Le indagini erano partite nelle fasi immediatamente successive alla rapina a mano armata avvenuta nella serata del 26 novembre 2018. Obiettivo dei malviventi era stato il negozio di oreficeria di Ivana Battaglia, in Villa San Giovanni. Due individui con il volto coperto da passamontagna, di cui uno armato di pistola, avevano fatto irruzione all'interno dell’esercizio e, dopo aver minacciato di morte un apprendista orafo, si erano impossessati di numerosi gioielli e preziosi.

Le attività investigative hanno consentito di raccogliere inconfutabili elementi di reità nei confronti dei due minorenni. Gli inquirenti hanno così ricostruito nella loro interezza le modalità operative di consumazione del reato. In particolare, i due avevano fatto irruzione all'interno dell’esercizio, entrambi con il volto travisato da passamontagna. Quindi, uno dei due prevenuti, armato di pistola, dopo aver scarrellato l’arma ed averla puntata alla testa di un apprendista di quell'oreficeria, gli intimava, pena la morte, di consegnare tutto l’oro. Così, i due malviventi si impossessavano di preziosi e gioielli, del valore di circa 10.000 euro, e fuggivano a piedi per le vicine strade cittadine.

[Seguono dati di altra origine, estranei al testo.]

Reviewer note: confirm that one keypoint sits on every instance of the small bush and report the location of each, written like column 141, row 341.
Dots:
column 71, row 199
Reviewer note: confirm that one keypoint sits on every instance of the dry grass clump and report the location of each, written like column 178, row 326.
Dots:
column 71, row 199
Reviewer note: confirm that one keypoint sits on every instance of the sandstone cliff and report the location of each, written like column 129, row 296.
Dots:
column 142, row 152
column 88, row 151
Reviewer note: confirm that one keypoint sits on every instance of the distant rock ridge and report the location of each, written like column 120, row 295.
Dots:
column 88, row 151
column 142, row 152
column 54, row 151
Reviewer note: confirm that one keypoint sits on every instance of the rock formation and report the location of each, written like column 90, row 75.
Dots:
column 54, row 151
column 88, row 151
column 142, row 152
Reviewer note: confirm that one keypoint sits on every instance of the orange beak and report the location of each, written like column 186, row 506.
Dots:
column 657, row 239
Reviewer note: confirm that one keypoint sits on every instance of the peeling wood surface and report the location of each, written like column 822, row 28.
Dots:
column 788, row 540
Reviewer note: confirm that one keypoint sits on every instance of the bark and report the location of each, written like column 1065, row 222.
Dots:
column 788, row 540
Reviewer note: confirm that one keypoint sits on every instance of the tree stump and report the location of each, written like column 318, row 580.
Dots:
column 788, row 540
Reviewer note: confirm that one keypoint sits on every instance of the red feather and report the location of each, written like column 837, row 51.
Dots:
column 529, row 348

I carabinieri hanno successivamente posto in essere una meticolosa analisi dei filmati di videosorveglianza di alcuni esercizi commerciali poco lontani e hanno altresì condotto una celere ed esaustiva indagine tecnica che ha consentito di restringere il numero dei sospettati. Sono state quindi eseguite mirate perquisizioni personali e locali a carico dei prevenuti, le quali hanno fornito esito positivo, in quanto sono stati rinvenuti gli indumenti da loro indossati durante la perpetrazione dell’azione delittuosa, riconosciuti  dall'apprendista orafo, nonché una pistola a salve marca Fiocchi, modello Defence 380. Tutto sequestrato e debitamente repertato.